Um die Behördengänge für Bürger:innen zu vereinfachen sind auch digitale Identitäten entscheidend. Mit ihnen können sich Personen digital und sicher ausweisen – egal ob für das Online-Banking oder das Beantragen von Elterngeld. In der Nutzung von digitalen Identitäten müssten „die Benutzer:innen selbst entscheiden können, welche Daten sie mit wem teilen“, betont Staatssekretär Dr. Markus Richter beim cybersec.lunch#19. Aber vor allem eines müssen wir laut ihm machen: einfach anfangen
Digitale Wirtschaft
Die Digitalisierung schreitet in unserer Gesellschaft immer weiter voran und ist bereits nicht mehr wegzudenken. Auch in der Wirtschaft ist das nicht anders. Egal ob künstliche Intelligenz, das Internet der Dinge, Big Data und noch viele weitere Entwicklungen – ohne eine funktionierende Digitalstrategie kommt fast kein Unternehmen mehr aus. Dabei kommt es jedoch nicht nur auf die Organisationen selbst an. Auch die Gesetzesvorhaben und Strategien der Bundesregierung haben einen entscheidenden Einfluss auf den Digitalisierungsgrad unser Wirtschaft.
So diskutierten zum Beispiel beim cybersec.lunch#20 im Anschluss zur Bundestagswahl 2021 Vertreter:innen der vier großen Bundesparteien über Deutschlands digitale Zukunft und wie die Bundesrepublik zu einem digitalen Vorreiter werden könnte. Auch wenn sich alle Beteiligten einig waren, dass die Digitalisierung ein entscheidender Faktor für den Wirtschaftsstandort Deutschland ist, gibt es weiterhin viel Diskussionsbedarf, wie die Digitalisierung weiter vorangetrieben werden soll.

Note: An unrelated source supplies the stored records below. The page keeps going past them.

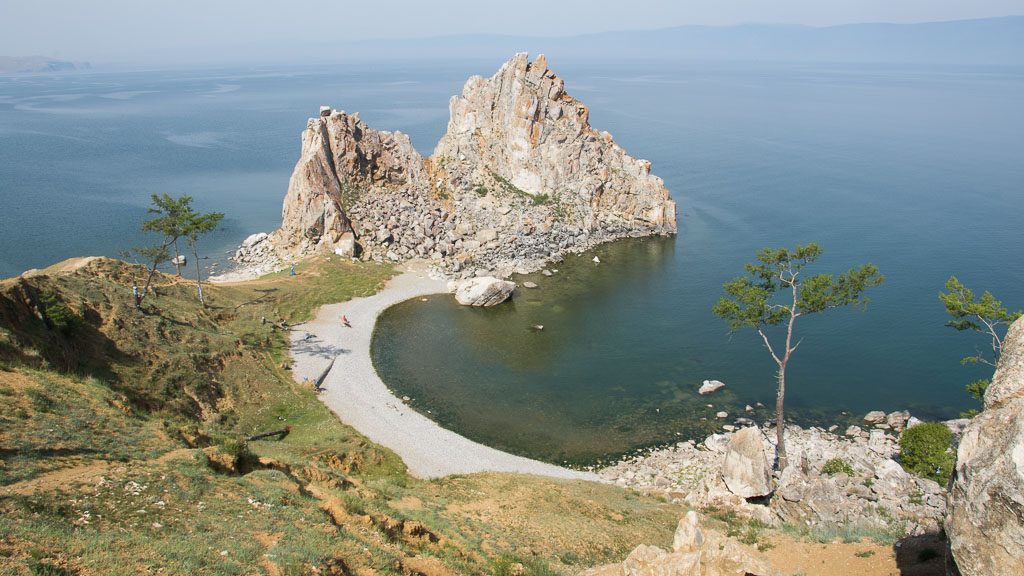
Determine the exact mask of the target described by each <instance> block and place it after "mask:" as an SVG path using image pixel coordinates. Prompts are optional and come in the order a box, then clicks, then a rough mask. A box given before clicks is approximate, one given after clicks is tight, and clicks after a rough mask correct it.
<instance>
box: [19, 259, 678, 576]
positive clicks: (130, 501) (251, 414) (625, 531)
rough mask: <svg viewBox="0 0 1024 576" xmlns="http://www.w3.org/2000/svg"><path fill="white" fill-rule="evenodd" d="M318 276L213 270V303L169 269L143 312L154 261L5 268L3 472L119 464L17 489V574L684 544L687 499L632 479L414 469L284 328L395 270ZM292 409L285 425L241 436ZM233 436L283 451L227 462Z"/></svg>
mask: <svg viewBox="0 0 1024 576" xmlns="http://www.w3.org/2000/svg"><path fill="white" fill-rule="evenodd" d="M297 272H298V276H296V277H290V276H288V275H287V274H279V275H271V276H270V277H267V278H264V279H261V280H259V281H255V282H249V283H242V284H237V285H221V286H217V285H214V286H209V287H208V289H207V297H208V305H207V306H206V307H202V306H200V305H199V304H198V302H197V301H196V300H195V296H194V287H193V286H191V285H189V284H188V283H187V282H182V281H177V280H175V279H174V278H172V277H160V278H159V279H158V282H157V289H156V293H155V294H152V295H151V296H150V297H147V298H146V301H145V306H144V308H145V310H144V311H143V313H142V314H140V313H138V312H137V311H135V310H134V306H133V305H132V302H131V289H130V287H131V285H132V284H133V283H136V282H138V278H139V276H140V275H141V274H142V271H141V269H138V268H134V266H129V265H126V264H123V263H118V262H114V261H110V260H100V261H98V262H94V263H93V264H90V266H89V268H88V269H86V270H82V271H78V272H75V273H72V274H65V275H52V276H48V277H37V278H33V279H29V280H25V281H20V280H14V281H4V282H3V283H2V284H0V362H2V363H3V364H2V370H3V372H0V405H2V407H3V408H4V409H3V410H0V458H2V460H0V484H3V485H9V484H11V483H15V482H30V483H31V482H34V480H33V479H35V478H37V477H38V476H39V475H40V474H44V472H55V474H61V472H60V470H62V469H65V468H76V467H77V466H83V465H90V464H95V463H97V462H98V463H105V464H104V465H105V466H106V467H104V468H102V469H101V470H100V472H101V474H97V476H93V477H89V478H88V479H87V480H86V481H84V482H81V483H76V482H72V483H67V484H60V487H61V491H59V492H38V493H35V494H31V495H29V496H18V495H10V496H4V497H0V517H2V518H3V519H4V522H2V523H0V573H4V574H6V573H8V572H10V573H13V574H32V573H34V572H31V570H35V571H36V572H35V573H45V572H39V571H46V570H51V571H52V570H62V571H68V573H101V574H138V573H144V572H161V573H164V574H252V573H254V572H255V573H266V572H267V571H268V568H267V567H268V563H271V564H272V566H273V567H274V568H275V569H276V570H280V571H281V572H282V573H284V574H305V573H309V572H311V571H312V569H313V568H315V569H317V570H321V571H322V573H323V572H327V571H329V570H336V571H341V570H348V571H349V572H354V571H356V570H361V569H368V570H374V571H376V572H378V573H381V574H397V573H410V572H412V571H413V570H414V569H413V568H411V567H409V566H406V565H404V564H403V563H406V562H410V561H409V560H408V559H410V558H412V557H417V556H419V557H427V558H433V559H436V561H437V562H439V563H441V564H442V565H444V566H446V567H447V568H449V569H450V570H452V571H453V572H454V573H457V574H470V575H473V574H480V575H483V574H492V573H496V572H498V571H500V570H505V569H506V568H508V569H509V570H511V569H513V568H515V569H516V570H517V571H518V568H517V567H514V565H515V564H521V565H522V567H523V570H525V571H526V572H524V573H525V574H539V575H544V574H558V573H559V572H557V570H559V568H557V567H571V568H570V569H568V571H570V572H575V571H578V570H579V569H581V568H583V567H586V566H591V565H594V564H599V563H604V562H612V561H618V560H621V559H622V558H623V557H625V556H626V554H627V553H628V552H629V551H630V550H631V549H632V548H633V547H635V546H636V545H637V544H639V543H642V542H644V543H655V544H657V545H662V546H669V545H670V544H671V541H672V533H673V530H674V528H675V524H676V521H677V520H678V518H679V515H680V513H681V508H680V507H679V506H677V505H673V504H670V503H667V502H664V501H659V500H656V499H653V498H649V497H646V496H642V495H639V494H635V493H630V492H628V491H624V490H621V489H617V488H613V487H607V486H598V485H591V484H587V483H567V482H559V481H552V480H545V479H540V478H534V477H518V476H512V475H473V476H466V477H450V478H446V479H442V480H438V481H435V482H421V481H418V480H416V479H413V478H411V477H410V476H409V475H408V474H407V470H406V467H404V465H403V463H402V462H401V460H400V459H399V458H398V457H397V456H395V455H394V454H393V453H392V452H391V451H389V450H387V449H385V448H382V447H380V446H377V445H375V444H373V443H372V442H370V441H369V440H367V439H366V438H364V437H362V436H361V435H359V434H358V433H357V431H355V430H354V429H352V428H351V427H349V426H347V425H345V424H343V423H342V422H341V421H339V420H338V419H337V418H336V417H335V416H334V415H333V414H332V413H331V412H330V410H328V409H327V407H326V406H324V404H323V403H322V402H321V401H319V400H318V399H317V397H316V396H315V394H314V393H313V392H312V390H311V389H309V388H308V387H304V386H302V385H301V384H296V383H295V381H294V379H293V377H292V374H291V372H290V371H289V370H288V369H287V364H288V362H289V357H288V347H287V346H288V332H287V331H285V330H282V329H280V328H278V327H275V325H278V324H280V323H282V322H287V323H288V324H295V323H297V322H302V321H304V320H307V319H309V318H311V317H312V314H313V312H314V311H315V308H316V306H318V305H321V304H324V303H330V302H336V301H344V300H346V299H349V298H351V297H356V296H362V295H369V294H372V293H374V292H375V291H377V290H379V288H380V287H381V286H382V284H383V283H384V282H385V281H386V280H387V279H388V278H390V277H391V276H392V275H393V274H394V271H393V269H392V268H391V266H387V265H380V264H375V263H355V262H351V261H349V260H347V259H341V258H338V257H335V256H332V257H330V258H327V257H322V258H317V259H314V260H309V261H305V262H300V263H299V264H298V265H297ZM45 293H57V294H60V295H61V298H62V299H63V301H68V302H73V304H69V306H70V307H71V308H73V310H74V311H75V313H76V314H79V315H81V317H82V319H83V324H82V325H81V327H80V328H79V331H78V332H77V334H76V337H75V338H73V339H69V338H67V337H66V336H65V335H63V333H62V332H61V331H60V329H59V328H57V327H55V326H47V325H46V324H45V323H44V322H42V321H41V320H40V319H38V318H37V317H36V316H34V315H33V314H31V312H30V311H29V310H28V308H26V307H25V304H24V302H26V301H30V302H31V301H33V299H34V298H35V299H36V300H38V301H42V300H41V298H42V295H43V294H45ZM264 320H265V322H264ZM7 408H10V409H9V410H8V409H7ZM285 425H289V426H291V431H290V434H289V435H288V436H286V437H285V438H284V439H267V440H263V441H256V442H249V443H244V442H242V441H241V440H240V439H242V438H244V437H246V436H249V435H252V434H255V433H259V431H265V430H270V429H276V428H281V427H283V426H285ZM186 442H188V443H195V445H196V446H198V447H200V448H197V449H195V450H190V451H184V452H181V451H180V449H181V448H182V447H184V446H185V444H186ZM211 445H212V446H216V447H217V449H218V450H221V451H223V452H225V453H228V454H232V455H237V456H245V457H249V458H250V459H253V460H255V459H257V458H258V459H260V461H262V462H263V464H260V463H258V462H257V463H255V464H253V465H252V468H253V471H251V472H249V474H244V475H227V474H219V472H217V471H216V470H214V469H211V467H210V466H209V465H208V458H207V456H206V455H204V453H203V452H202V450H201V448H202V447H204V446H211ZM55 447H59V448H60V450H59V452H53V450H52V449H53V448H55ZM175 449H178V450H179V452H175V453H173V454H171V455H170V456H173V457H170V458H166V457H165V458H164V459H161V458H160V457H161V456H162V455H164V454H167V453H168V452H169V451H171V450H175ZM47 450H49V452H47ZM250 452H251V454H252V456H251V457H250V456H249V453H250ZM76 469H77V468H76ZM410 502H415V505H413V504H410ZM222 552H223V553H222ZM522 559H525V560H522ZM30 566H33V567H35V568H29V567H30ZM342 567H344V568H342ZM502 567H506V568H502ZM53 573H59V572H53Z"/></svg>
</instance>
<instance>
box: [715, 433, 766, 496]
mask: <svg viewBox="0 0 1024 576" xmlns="http://www.w3.org/2000/svg"><path fill="white" fill-rule="evenodd" d="M722 480H724V481H725V485H726V486H727V487H728V488H729V491H730V492H732V493H733V494H735V495H736V496H739V497H741V498H755V497H758V496H767V495H768V494H771V491H772V488H771V465H770V464H769V463H768V458H766V457H765V451H764V445H763V443H762V440H761V430H760V429H758V428H757V427H756V426H751V427H749V428H743V429H741V430H739V431H738V433H736V434H735V435H733V436H732V439H731V440H730V441H729V448H728V449H727V450H726V452H725V460H724V461H723V462H722Z"/></svg>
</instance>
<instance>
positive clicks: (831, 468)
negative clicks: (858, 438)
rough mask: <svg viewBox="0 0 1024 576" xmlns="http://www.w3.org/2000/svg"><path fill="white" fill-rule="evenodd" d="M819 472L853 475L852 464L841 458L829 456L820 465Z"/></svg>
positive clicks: (834, 474)
mask: <svg viewBox="0 0 1024 576" xmlns="http://www.w3.org/2000/svg"><path fill="white" fill-rule="evenodd" d="M821 474H823V475H828V476H836V475H838V474H845V475H846V476H853V466H851V465H850V462H847V461H846V460H844V459H843V458H830V459H829V460H828V461H827V462H825V464H824V465H823V466H821Z"/></svg>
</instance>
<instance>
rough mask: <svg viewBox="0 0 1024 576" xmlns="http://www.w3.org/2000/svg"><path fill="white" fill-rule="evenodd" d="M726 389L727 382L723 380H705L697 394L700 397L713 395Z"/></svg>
mask: <svg viewBox="0 0 1024 576" xmlns="http://www.w3.org/2000/svg"><path fill="white" fill-rule="evenodd" d="M724 387H725V382H722V381H721V380H705V381H703V382H702V383H701V384H700V387H699V388H698V389H697V394H699V395H706V394H711V393H713V392H716V390H719V389H722V388H724Z"/></svg>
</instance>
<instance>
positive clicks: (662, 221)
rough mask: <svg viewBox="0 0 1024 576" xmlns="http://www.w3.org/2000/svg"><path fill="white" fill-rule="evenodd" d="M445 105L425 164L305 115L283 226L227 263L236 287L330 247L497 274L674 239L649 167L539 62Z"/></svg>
mask: <svg viewBox="0 0 1024 576" xmlns="http://www.w3.org/2000/svg"><path fill="white" fill-rule="evenodd" d="M450 109H451V112H452V117H451V119H450V122H449V130H447V132H446V133H445V134H444V136H443V137H442V138H441V140H440V141H439V142H438V145H437V147H436V149H435V150H434V154H433V156H432V157H430V158H428V159H424V158H423V157H422V156H421V155H420V154H419V153H418V152H417V151H416V150H415V149H414V148H413V146H412V142H411V140H410V139H409V136H408V135H406V134H402V133H401V132H386V131H381V130H375V129H373V128H371V127H369V126H367V124H366V123H364V122H362V121H361V120H360V119H359V117H358V115H357V114H346V113H344V112H341V111H336V110H332V109H330V108H329V107H328V108H327V109H326V112H322V114H321V115H319V116H318V117H316V118H312V119H310V120H309V121H308V123H307V125H306V129H305V131H304V132H303V133H302V151H301V157H300V158H299V161H298V162H297V164H296V166H295V169H294V171H293V173H292V178H291V181H290V183H289V190H288V194H287V196H286V199H285V207H284V211H283V221H282V227H281V229H279V230H278V231H276V232H274V233H273V234H271V235H269V237H267V236H266V235H262V236H261V238H260V239H259V240H256V239H253V240H252V242H249V241H248V240H247V243H248V245H244V246H243V247H242V248H240V250H239V252H238V253H237V254H236V258H234V259H236V261H237V262H238V263H239V264H240V265H241V266H243V269H245V270H246V271H247V274H248V275H249V276H247V277H251V276H255V275H256V274H265V273H267V272H271V271H274V270H281V269H283V268H285V266H284V263H285V262H291V261H293V260H294V259H295V258H297V257H301V256H304V255H306V254H311V253H316V252H323V251H330V252H334V253H337V254H339V255H342V256H345V257H358V258H360V259H364V260H373V261H402V260H407V259H411V258H423V259H428V260H430V261H431V262H432V263H433V265H434V266H435V268H436V269H437V270H438V271H439V272H440V273H441V274H443V275H445V276H449V277H450V278H462V279H467V278H472V277H474V276H496V277H500V278H507V277H508V276H509V275H511V274H513V273H519V274H525V273H529V272H534V271H537V270H540V269H542V268H543V266H544V264H545V263H546V262H549V261H558V260H560V259H562V258H563V257H564V255H565V254H569V253H580V252H583V251H586V250H588V249H590V248H593V247H594V246H597V245H598V244H600V243H603V242H607V241H610V240H614V239H617V238H626V237H637V236H647V235H651V234H674V233H675V231H676V205H675V203H674V202H673V201H672V199H671V197H670V195H669V193H668V191H667V190H666V188H665V184H664V182H663V181H662V179H660V178H658V177H656V176H653V175H651V174H650V163H649V162H647V161H645V160H637V159H634V158H631V157H630V156H628V155H627V154H626V152H625V151H624V150H623V149H622V148H621V147H618V146H617V145H616V143H614V141H613V139H612V138H611V137H610V135H607V134H606V133H601V132H598V131H596V130H594V129H593V128H592V127H591V126H590V124H589V115H588V112H587V108H586V107H585V106H584V105H583V104H582V102H580V101H579V100H577V99H574V98H572V97H571V96H570V95H569V94H567V93H566V92H565V90H564V85H563V82H562V80H561V79H560V78H559V77H558V76H556V75H555V74H554V73H553V72H552V71H550V70H549V69H548V67H547V60H546V58H544V56H539V57H538V58H537V59H536V60H535V61H532V63H530V61H529V60H528V58H527V56H526V54H524V53H522V54H517V55H516V56H515V57H514V58H512V59H511V60H509V61H508V63H506V64H505V65H504V66H503V67H502V68H501V70H500V71H499V72H498V73H497V74H496V75H495V76H494V77H492V78H489V79H484V78H480V77H473V78H471V79H470V80H469V81H467V83H466V85H465V88H464V90H463V93H462V95H461V96H457V97H455V98H453V100H452V102H451V107H450ZM523 142H526V143H525V145H524V143H523ZM598 197H599V198H600V201H599V202H598V201H596V200H595V199H596V198H598ZM597 261H600V258H597ZM480 271H483V273H482V274H481V273H480ZM542 274H544V275H545V276H550V275H551V274H553V272H551V271H546V272H543V273H542ZM219 278H220V279H221V280H226V279H238V275H234V276H230V275H224V276H222V277H219Z"/></svg>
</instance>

Aus den Augen darf aber auch nicht die europäische Zusammenarbeit geraten. Wie wichtig diese ist, zeigte sich beim cybersec.lunch#21 zum Thema digitaler Euro. Mit diesem soll das Bezahlen im internationalen Handel einfacher und schneller gestaltet werden. Bei der Diskussion schilderte Dr. Heike Winter von der Deutschen Bundesbank, wie eng diese mit der Europäischen Zentralbank zusammenarbeitet und im konstanten Dialog ist.